School of Mathematics, Physics and Biological Engineering, Inner Mongolia University of Science and Technology, Baotou 014010, China.
J Theor Biol. 2012 Jan 21;293:49-54. doi: 10.1016/j.jtbi.2011.10.004. Epub 2011 Oct 12.
Meiotic recombination does not occur randomly across the genome, but instead occurs at relatively high frequencies in some genomic regions (hotspots) and relatively low frequencies in others (coldspots). Hotspots and coldspots would shed light on the mechanism of recombination, but the accurate prediction of hot/cold spots is still an open question. In this study, we presented a model to predict hot/cold spots in yeast using increment of diversity combined with quadratic discriminant analysis (IDQD) based on sequence k-mer frequencies. 5-fold cross validation showed a total prediction accuracy of 80.3%. Compared with other machine-learning algorithms, IDQD approach is as powerful as random forest (RF) and outperforms support vector machine (SVM) in identifying hotspots and coldspots. We also predicted increased recombination rates in the upstream regions of transcription start sites and in the downstream regions of transcription termination sites. Additionally, genome-wide recombination map in yeast obtained by IDQD model is in close agreement with the experimentally generated map, especially for the Peak locations, although some fine-scale differences exist. Our results highlight the sequence dependency of recombination.

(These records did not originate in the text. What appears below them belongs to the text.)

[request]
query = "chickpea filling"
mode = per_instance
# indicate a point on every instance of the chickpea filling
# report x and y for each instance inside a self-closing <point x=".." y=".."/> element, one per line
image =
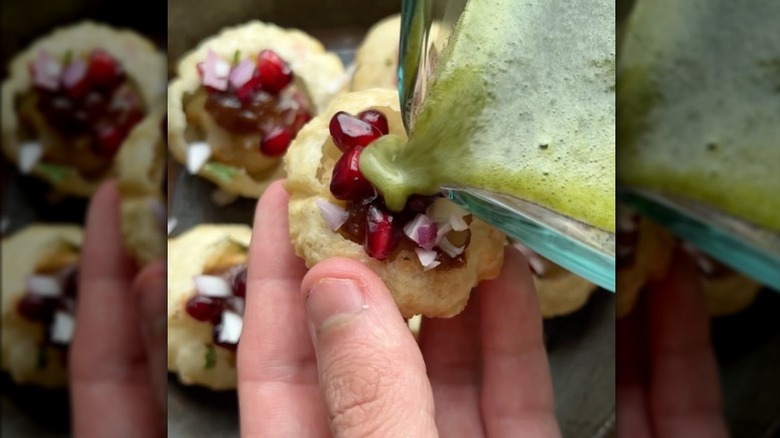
<point x="219" y="300"/>
<point x="254" y="103"/>
<point x="50" y="300"/>
<point x="432" y="227"/>
<point x="80" y="109"/>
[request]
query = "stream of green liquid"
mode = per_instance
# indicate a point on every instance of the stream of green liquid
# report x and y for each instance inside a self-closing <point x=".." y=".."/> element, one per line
<point x="699" y="101"/>
<point x="523" y="103"/>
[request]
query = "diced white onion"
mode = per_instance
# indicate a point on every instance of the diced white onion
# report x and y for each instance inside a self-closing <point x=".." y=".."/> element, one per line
<point x="230" y="327"/>
<point x="212" y="286"/>
<point x="215" y="71"/>
<point x="44" y="285"/>
<point x="62" y="328"/>
<point x="427" y="258"/>
<point x="242" y="73"/>
<point x="30" y="154"/>
<point x="46" y="71"/>
<point x="198" y="155"/>
<point x="422" y="230"/>
<point x="334" y="215"/>
<point x="445" y="211"/>
<point x="450" y="249"/>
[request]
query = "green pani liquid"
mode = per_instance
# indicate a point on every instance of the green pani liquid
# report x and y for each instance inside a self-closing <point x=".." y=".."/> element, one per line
<point x="523" y="104"/>
<point x="699" y="91"/>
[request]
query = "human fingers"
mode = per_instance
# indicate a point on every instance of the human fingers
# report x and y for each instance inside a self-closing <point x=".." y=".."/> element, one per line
<point x="150" y="290"/>
<point x="684" y="389"/>
<point x="451" y="349"/>
<point x="110" y="387"/>
<point x="517" y="388"/>
<point x="277" y="372"/>
<point x="632" y="372"/>
<point x="370" y="369"/>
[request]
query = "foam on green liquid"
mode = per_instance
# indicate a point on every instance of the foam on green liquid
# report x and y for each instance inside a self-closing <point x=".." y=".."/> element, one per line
<point x="699" y="101"/>
<point x="523" y="104"/>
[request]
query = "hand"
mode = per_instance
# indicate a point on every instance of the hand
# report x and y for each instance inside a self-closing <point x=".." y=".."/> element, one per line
<point x="667" y="379"/>
<point x="327" y="352"/>
<point x="118" y="355"/>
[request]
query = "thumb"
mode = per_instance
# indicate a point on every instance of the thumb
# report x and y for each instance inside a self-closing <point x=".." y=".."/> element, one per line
<point x="370" y="369"/>
<point x="150" y="291"/>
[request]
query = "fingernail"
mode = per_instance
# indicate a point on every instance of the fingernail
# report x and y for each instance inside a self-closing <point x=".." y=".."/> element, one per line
<point x="332" y="298"/>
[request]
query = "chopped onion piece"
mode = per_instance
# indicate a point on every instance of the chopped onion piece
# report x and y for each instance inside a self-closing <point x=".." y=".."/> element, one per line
<point x="237" y="304"/>
<point x="30" y="154"/>
<point x="46" y="71"/>
<point x="215" y="71"/>
<point x="334" y="215"/>
<point x="422" y="230"/>
<point x="44" y="285"/>
<point x="458" y="224"/>
<point x="74" y="72"/>
<point x="442" y="232"/>
<point x="230" y="327"/>
<point x="450" y="249"/>
<point x="242" y="73"/>
<point x="62" y="328"/>
<point x="212" y="286"/>
<point x="198" y="155"/>
<point x="427" y="258"/>
<point x="445" y="211"/>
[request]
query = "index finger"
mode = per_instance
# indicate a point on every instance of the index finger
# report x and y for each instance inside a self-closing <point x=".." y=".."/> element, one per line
<point x="110" y="388"/>
<point x="277" y="370"/>
<point x="517" y="390"/>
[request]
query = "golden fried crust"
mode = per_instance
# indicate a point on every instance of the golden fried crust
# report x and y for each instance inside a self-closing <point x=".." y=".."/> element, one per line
<point x="142" y="62"/>
<point x="320" y="73"/>
<point x="653" y="255"/>
<point x="309" y="163"/>
<point x="22" y="252"/>
<point x="189" y="340"/>
<point x="729" y="293"/>
<point x="376" y="60"/>
<point x="141" y="165"/>
<point x="561" y="292"/>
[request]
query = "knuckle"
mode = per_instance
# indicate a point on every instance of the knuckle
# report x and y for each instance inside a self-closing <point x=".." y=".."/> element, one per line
<point x="359" y="392"/>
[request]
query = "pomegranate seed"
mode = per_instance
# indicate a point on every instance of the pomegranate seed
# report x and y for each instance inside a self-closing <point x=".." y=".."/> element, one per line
<point x="108" y="139"/>
<point x="104" y="70"/>
<point x="205" y="309"/>
<point x="276" y="142"/>
<point x="376" y="119"/>
<point x="239" y="282"/>
<point x="348" y="131"/>
<point x="215" y="338"/>
<point x="302" y="117"/>
<point x="36" y="308"/>
<point x="347" y="183"/>
<point x="131" y="118"/>
<point x="382" y="234"/>
<point x="276" y="74"/>
<point x="252" y="85"/>
<point x="75" y="79"/>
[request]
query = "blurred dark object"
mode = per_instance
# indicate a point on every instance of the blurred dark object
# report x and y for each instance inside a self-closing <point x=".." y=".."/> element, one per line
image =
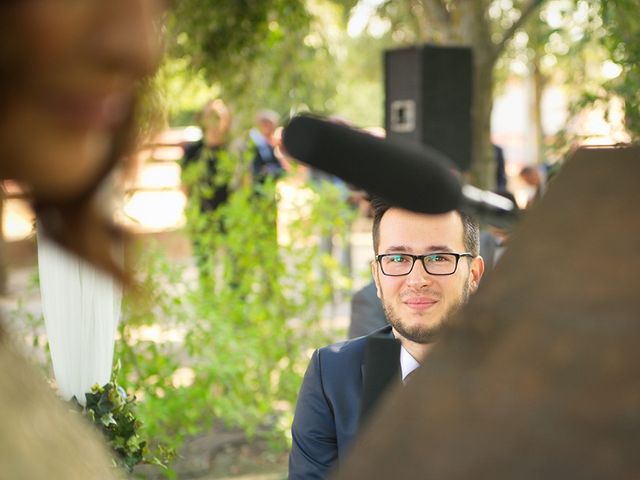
<point x="406" y="175"/>
<point x="537" y="378"/>
<point x="428" y="94"/>
<point x="501" y="172"/>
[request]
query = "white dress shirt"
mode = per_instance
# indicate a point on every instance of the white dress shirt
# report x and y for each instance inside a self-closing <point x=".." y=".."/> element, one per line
<point x="407" y="363"/>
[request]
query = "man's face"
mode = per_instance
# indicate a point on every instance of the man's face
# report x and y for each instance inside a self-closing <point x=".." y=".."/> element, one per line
<point x="418" y="304"/>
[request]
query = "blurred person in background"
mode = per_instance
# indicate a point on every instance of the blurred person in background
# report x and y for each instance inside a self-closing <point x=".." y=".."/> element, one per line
<point x="206" y="176"/>
<point x="265" y="164"/>
<point x="69" y="79"/>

减数分裂重组并非在整个基因组中随机发生,而是在一些基因组区域(热点)中以相对较高的频率发生,而在其他区域(冷点)中以相对较低的频率发生。热点和冷点将揭示重组的机制,但准确预测热点/冷点仍然是一个悬而未决的问题。在这项研究中,我们提出了一种使用多样性增量结合二次判别分析 (IDQD) 基于序列 k-mer 频率来预测酵母中热点/冷点的模型。5 倍交叉验证显示总预测准确率为 80.3%。与其他机器学习算法相比,IDQD 方法与随机森林 (RF) 一样强大,在识别热点和冷点方面优于支持向量机 (SVM)。我们还预测了转录起始位点上游区域和转录终止位点下游区域的重组率增加。此外,通过 IDQD 模型获得的酵母全基因组重组图谱与实验生成的图谱非常吻合,尤其是峰位置,尽管存在一些细微的差异。我们的结果强调了重组的序列依赖性。